Simultaneously with air cargo, the group is building strategic links with rail. The first acquisition came in 2015 when it took over the cargo division of a Portuguese operator. Today, under the Medway umbrella for the rail business, MSC runs container trains across the Iberian Peninsula and Belgium and, since 2023, into Italy through other acquisitions; more recently it has delved deeper into France, as part of a long-term strategy of shifting road haulage to rail. By 2027, Medway expects to run a fleet of 115 locomotives, including 27 electric ones.
Another land-based subsidiary, Medlog, is everywhere.

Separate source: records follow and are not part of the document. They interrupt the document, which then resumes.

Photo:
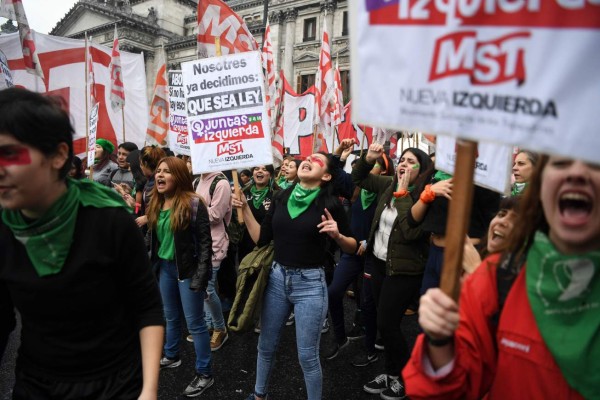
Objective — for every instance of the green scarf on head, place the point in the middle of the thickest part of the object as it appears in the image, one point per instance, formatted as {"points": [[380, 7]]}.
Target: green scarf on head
{"points": [[48, 239], [518, 188], [564, 293], [367, 198], [300, 199], [258, 195], [441, 176]]}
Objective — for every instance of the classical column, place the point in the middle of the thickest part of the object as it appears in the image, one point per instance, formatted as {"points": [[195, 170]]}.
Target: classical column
{"points": [[275, 20], [290, 38], [327, 10]]}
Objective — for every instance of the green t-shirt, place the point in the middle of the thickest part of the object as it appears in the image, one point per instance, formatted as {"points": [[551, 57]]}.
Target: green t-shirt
{"points": [[166, 249]]}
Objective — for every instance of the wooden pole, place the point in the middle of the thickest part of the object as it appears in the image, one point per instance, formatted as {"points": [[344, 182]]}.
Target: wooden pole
{"points": [[458, 216], [123, 116], [87, 111], [236, 180]]}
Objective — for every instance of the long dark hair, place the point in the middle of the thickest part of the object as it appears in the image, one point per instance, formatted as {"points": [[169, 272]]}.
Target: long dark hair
{"points": [[424, 166], [531, 214]]}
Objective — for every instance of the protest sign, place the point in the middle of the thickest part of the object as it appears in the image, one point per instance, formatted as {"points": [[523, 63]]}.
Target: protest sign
{"points": [[227, 116], [5, 75], [178, 134], [515, 72], [92, 134], [492, 165]]}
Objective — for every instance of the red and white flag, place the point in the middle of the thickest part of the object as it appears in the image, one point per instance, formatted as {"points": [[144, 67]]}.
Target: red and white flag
{"points": [[338, 98], [217, 20], [269, 66], [90, 71], [158, 124], [14, 10], [278, 135], [324, 84], [117, 88]]}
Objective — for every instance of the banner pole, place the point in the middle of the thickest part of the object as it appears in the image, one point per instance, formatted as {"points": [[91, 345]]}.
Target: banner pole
{"points": [[236, 182], [123, 116], [458, 216], [87, 111]]}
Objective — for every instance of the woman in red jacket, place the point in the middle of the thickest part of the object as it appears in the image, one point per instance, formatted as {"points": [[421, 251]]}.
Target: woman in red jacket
{"points": [[543, 342]]}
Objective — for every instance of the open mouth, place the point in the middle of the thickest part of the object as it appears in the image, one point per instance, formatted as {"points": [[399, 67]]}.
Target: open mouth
{"points": [[575, 207]]}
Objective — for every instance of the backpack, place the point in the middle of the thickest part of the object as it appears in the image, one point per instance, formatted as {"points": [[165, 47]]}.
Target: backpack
{"points": [[252, 280], [234, 229]]}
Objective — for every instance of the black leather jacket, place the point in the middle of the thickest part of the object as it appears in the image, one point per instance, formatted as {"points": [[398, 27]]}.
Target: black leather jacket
{"points": [[193, 251]]}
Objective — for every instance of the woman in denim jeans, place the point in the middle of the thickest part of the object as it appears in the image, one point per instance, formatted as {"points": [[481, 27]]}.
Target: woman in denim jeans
{"points": [[181, 246], [299, 222]]}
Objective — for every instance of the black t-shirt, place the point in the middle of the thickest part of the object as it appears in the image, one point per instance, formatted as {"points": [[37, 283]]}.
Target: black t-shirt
{"points": [[298, 242], [84, 322]]}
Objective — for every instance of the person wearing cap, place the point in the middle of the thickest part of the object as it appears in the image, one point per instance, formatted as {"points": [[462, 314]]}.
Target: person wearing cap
{"points": [[103, 165]]}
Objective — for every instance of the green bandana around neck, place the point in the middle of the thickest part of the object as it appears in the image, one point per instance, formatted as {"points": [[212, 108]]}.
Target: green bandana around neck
{"points": [[367, 198], [300, 199], [48, 239], [441, 176], [518, 188], [564, 293], [258, 195]]}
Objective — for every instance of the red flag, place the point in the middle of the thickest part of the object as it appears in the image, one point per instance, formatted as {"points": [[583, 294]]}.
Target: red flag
{"points": [[217, 20], [324, 79], [117, 88], [393, 146], [278, 141], [13, 9], [158, 125], [91, 75], [268, 65], [338, 98]]}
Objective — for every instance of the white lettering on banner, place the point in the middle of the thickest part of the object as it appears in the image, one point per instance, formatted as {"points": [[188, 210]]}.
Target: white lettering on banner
{"points": [[226, 114], [488, 77]]}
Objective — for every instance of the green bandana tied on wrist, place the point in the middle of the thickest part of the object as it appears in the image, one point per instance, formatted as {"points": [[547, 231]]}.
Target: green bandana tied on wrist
{"points": [[48, 239], [258, 195], [367, 198], [518, 189], [564, 293], [300, 199]]}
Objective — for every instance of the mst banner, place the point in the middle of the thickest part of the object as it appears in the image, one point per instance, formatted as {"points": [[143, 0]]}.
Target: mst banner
{"points": [[178, 135], [519, 72], [227, 116]]}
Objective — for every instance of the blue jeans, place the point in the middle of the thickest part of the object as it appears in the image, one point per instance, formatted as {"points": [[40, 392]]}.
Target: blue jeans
{"points": [[176, 295], [305, 291], [349, 267], [214, 312]]}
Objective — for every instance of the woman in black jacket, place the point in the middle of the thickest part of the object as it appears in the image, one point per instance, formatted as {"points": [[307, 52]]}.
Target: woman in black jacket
{"points": [[181, 247]]}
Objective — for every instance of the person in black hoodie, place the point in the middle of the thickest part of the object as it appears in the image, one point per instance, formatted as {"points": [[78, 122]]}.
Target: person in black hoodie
{"points": [[181, 249], [91, 314]]}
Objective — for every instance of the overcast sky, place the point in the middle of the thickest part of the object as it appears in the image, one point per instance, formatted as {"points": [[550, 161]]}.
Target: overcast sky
{"points": [[43, 15]]}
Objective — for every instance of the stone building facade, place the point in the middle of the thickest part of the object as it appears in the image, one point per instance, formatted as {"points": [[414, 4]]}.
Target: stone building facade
{"points": [[169, 26]]}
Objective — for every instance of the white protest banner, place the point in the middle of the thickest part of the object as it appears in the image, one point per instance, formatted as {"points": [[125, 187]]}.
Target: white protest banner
{"points": [[227, 115], [492, 166], [92, 134], [63, 62], [178, 134], [520, 72], [5, 74]]}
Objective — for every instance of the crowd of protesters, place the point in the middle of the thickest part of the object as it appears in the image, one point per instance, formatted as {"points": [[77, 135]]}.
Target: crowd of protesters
{"points": [[100, 318]]}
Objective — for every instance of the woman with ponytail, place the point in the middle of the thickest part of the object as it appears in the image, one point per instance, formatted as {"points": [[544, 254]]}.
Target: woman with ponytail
{"points": [[396, 255], [181, 248], [299, 222]]}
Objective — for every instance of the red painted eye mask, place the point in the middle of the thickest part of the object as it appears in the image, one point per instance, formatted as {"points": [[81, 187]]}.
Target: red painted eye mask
{"points": [[14, 155]]}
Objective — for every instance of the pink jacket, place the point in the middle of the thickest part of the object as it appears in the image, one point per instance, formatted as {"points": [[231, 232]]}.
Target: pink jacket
{"points": [[219, 213]]}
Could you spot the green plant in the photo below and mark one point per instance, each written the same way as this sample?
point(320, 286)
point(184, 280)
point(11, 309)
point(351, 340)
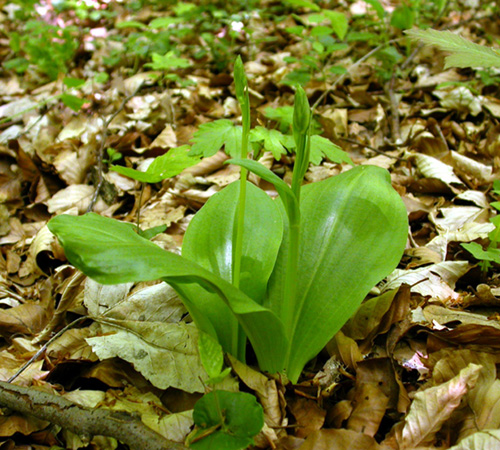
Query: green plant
point(224, 420)
point(285, 274)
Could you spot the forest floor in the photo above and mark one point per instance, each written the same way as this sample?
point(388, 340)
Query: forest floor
point(87, 84)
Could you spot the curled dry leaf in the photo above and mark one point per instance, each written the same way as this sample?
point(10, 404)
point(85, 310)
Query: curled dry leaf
point(432, 407)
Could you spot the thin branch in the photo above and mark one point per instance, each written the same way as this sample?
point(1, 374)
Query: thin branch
point(100, 154)
point(44, 347)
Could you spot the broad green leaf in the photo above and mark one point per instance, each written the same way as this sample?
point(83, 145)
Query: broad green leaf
point(167, 62)
point(165, 166)
point(338, 21)
point(152, 232)
point(73, 82)
point(282, 114)
point(322, 147)
point(212, 357)
point(273, 140)
point(226, 421)
point(304, 4)
point(130, 24)
point(163, 22)
point(464, 53)
point(354, 229)
point(403, 17)
point(476, 250)
point(208, 241)
point(211, 136)
point(377, 6)
point(111, 252)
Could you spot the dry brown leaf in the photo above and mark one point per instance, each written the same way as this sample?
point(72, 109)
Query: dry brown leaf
point(432, 407)
point(339, 440)
point(308, 415)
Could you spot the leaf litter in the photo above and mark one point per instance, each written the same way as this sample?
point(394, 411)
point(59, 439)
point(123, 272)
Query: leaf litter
point(415, 367)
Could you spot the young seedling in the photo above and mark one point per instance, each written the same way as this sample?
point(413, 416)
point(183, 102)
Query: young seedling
point(286, 277)
point(224, 420)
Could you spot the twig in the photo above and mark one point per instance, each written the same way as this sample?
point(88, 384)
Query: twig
point(376, 150)
point(356, 64)
point(100, 154)
point(85, 422)
point(389, 87)
point(44, 347)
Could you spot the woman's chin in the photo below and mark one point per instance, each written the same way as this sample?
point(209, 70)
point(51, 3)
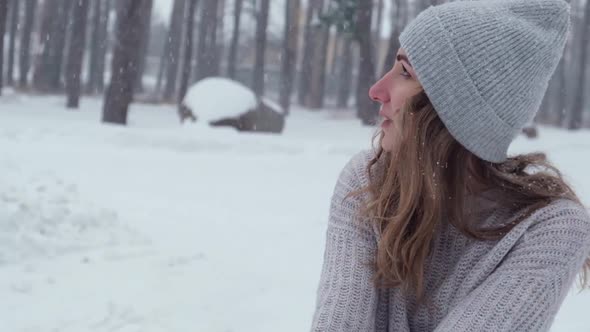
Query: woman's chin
point(386, 146)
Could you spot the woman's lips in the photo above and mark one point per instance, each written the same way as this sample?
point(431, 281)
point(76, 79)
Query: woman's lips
point(385, 116)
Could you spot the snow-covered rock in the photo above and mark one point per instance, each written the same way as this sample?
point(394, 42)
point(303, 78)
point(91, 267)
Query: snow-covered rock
point(208, 101)
point(216, 98)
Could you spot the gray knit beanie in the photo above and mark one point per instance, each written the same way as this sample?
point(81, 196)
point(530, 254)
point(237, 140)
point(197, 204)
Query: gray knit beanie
point(486, 64)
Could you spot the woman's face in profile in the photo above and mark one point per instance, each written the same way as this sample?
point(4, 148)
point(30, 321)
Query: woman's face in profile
point(392, 91)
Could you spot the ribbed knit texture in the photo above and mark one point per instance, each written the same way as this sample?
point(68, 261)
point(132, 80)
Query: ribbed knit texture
point(486, 65)
point(515, 284)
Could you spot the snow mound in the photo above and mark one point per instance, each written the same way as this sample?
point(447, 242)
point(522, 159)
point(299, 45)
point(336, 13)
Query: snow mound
point(47, 218)
point(217, 98)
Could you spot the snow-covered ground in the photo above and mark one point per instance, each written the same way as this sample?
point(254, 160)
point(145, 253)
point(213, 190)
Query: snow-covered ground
point(158, 227)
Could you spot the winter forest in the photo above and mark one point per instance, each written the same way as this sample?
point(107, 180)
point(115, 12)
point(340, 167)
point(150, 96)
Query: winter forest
point(167, 165)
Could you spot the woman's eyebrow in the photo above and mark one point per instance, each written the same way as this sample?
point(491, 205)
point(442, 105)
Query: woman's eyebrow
point(401, 57)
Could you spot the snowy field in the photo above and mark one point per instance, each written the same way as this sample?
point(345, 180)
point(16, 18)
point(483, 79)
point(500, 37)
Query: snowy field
point(158, 227)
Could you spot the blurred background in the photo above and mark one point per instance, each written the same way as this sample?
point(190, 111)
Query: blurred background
point(167, 165)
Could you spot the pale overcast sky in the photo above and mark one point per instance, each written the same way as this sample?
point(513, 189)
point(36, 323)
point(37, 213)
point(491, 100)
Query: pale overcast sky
point(163, 8)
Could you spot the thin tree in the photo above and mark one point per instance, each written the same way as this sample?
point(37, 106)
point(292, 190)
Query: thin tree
point(233, 48)
point(398, 17)
point(290, 45)
point(14, 16)
point(58, 46)
point(76, 53)
point(3, 11)
point(303, 88)
point(346, 67)
point(47, 74)
point(98, 46)
point(173, 47)
point(366, 108)
point(577, 110)
point(128, 34)
point(378, 22)
point(259, 57)
point(320, 35)
point(49, 11)
point(207, 64)
point(145, 41)
point(25, 42)
point(188, 50)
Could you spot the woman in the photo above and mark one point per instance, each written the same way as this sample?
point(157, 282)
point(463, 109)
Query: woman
point(438, 230)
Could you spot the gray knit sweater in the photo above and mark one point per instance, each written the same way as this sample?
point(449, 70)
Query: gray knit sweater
point(515, 284)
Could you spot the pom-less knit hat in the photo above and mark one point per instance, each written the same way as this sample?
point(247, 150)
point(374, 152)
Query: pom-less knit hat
point(485, 65)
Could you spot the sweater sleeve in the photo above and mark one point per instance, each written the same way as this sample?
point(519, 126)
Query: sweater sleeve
point(525, 292)
point(346, 298)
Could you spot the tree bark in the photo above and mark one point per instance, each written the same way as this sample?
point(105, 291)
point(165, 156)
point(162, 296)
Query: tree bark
point(3, 11)
point(58, 45)
point(345, 78)
point(14, 11)
point(49, 12)
point(366, 108)
point(561, 104)
point(128, 34)
point(207, 64)
point(98, 46)
point(577, 111)
point(290, 45)
point(188, 50)
point(25, 43)
point(174, 40)
point(398, 23)
point(233, 49)
point(145, 41)
point(317, 82)
point(259, 60)
point(76, 53)
point(303, 90)
point(378, 23)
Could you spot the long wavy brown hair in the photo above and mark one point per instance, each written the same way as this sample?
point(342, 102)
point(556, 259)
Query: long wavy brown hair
point(428, 177)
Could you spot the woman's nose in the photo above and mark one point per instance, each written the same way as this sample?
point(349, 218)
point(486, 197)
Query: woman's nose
point(378, 92)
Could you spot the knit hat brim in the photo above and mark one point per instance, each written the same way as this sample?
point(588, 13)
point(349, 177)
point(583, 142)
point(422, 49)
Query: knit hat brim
point(455, 103)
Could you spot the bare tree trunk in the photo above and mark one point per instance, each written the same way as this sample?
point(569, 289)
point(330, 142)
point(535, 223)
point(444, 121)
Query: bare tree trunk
point(378, 23)
point(207, 65)
point(161, 69)
point(25, 43)
point(129, 31)
point(398, 22)
point(259, 60)
point(49, 11)
point(290, 45)
point(561, 93)
point(98, 46)
point(345, 78)
point(59, 43)
point(14, 11)
point(317, 82)
point(577, 110)
point(188, 50)
point(76, 53)
point(219, 25)
point(3, 11)
point(233, 49)
point(303, 90)
point(366, 108)
point(145, 41)
point(174, 40)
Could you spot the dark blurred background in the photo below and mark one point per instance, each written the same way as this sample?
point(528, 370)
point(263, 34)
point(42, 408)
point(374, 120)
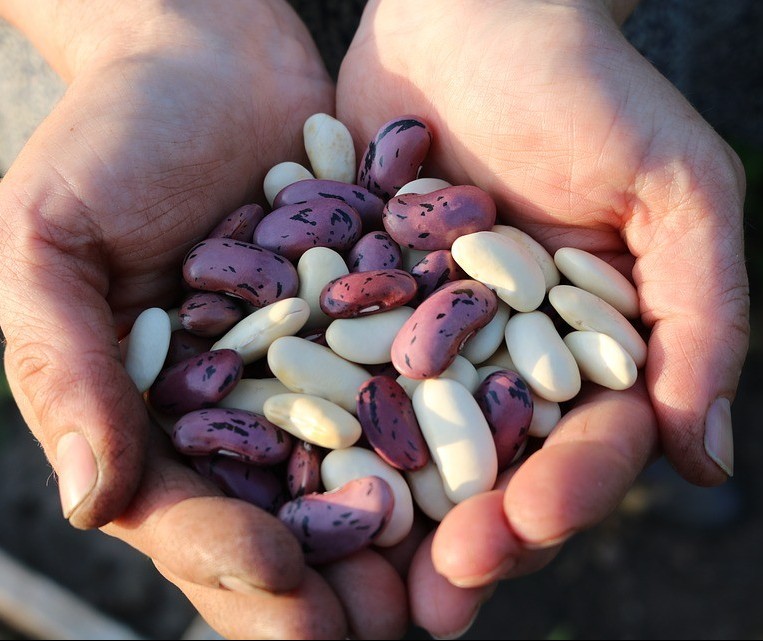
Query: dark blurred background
point(673, 562)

Almost continuously it is investing in what it calls “inland logistics platforms” that comprise warehouses, trucks and barges scattered over 80 countries, and rising. And, carrying passengers instead of cargo, in 2024 MSC moved into high-speed trains through a half-share in Italo, a rival to Italy’s state-owned Trenitalia.
A big year
Perhaps MSC’s biggest year for acquisitions came in 2024. In March, its subsidiary group, SAS (Shipping Agencies Services) bought 42% of Lyon-based Clasquin Group, an air and sea forwarding company. In July, Norway’s Gram Car Carriers fell to MSC in a $700M deal. In September, Medlog snapped up British haulier Maritime Transport. In October, Brazil’s 184 year-old Wilson Sons, another port and shipping group, sold a majority stake to MSC. In November, the Port of Hamburg’s main terminal operator, Hamburger Hafen und Logistic, parted with a minority stake to a specially created MSC subsidiary in a difficult and highly political deal involving local authorities. It was a conclusion to a voracious year.
Typically, MSC invests heavily in these acquisitions. For example, in the case of Hamburg it has pledged to provide its share of €450m to equip the port for a target of a million TEU a year by 2031. And starting in 2026, it will build a new German headquarters near the port.
Today’s MSC is hardly recognisable from what it was as recently as 2010. Its shipping line alone sails 300 trade routes and calls at 520 ports. It carries about 24.5m TEU a year. And if the cruise business is included, it employs 200,000 people worldwide.
Hard to credit that it all began with the second-hand Patricia.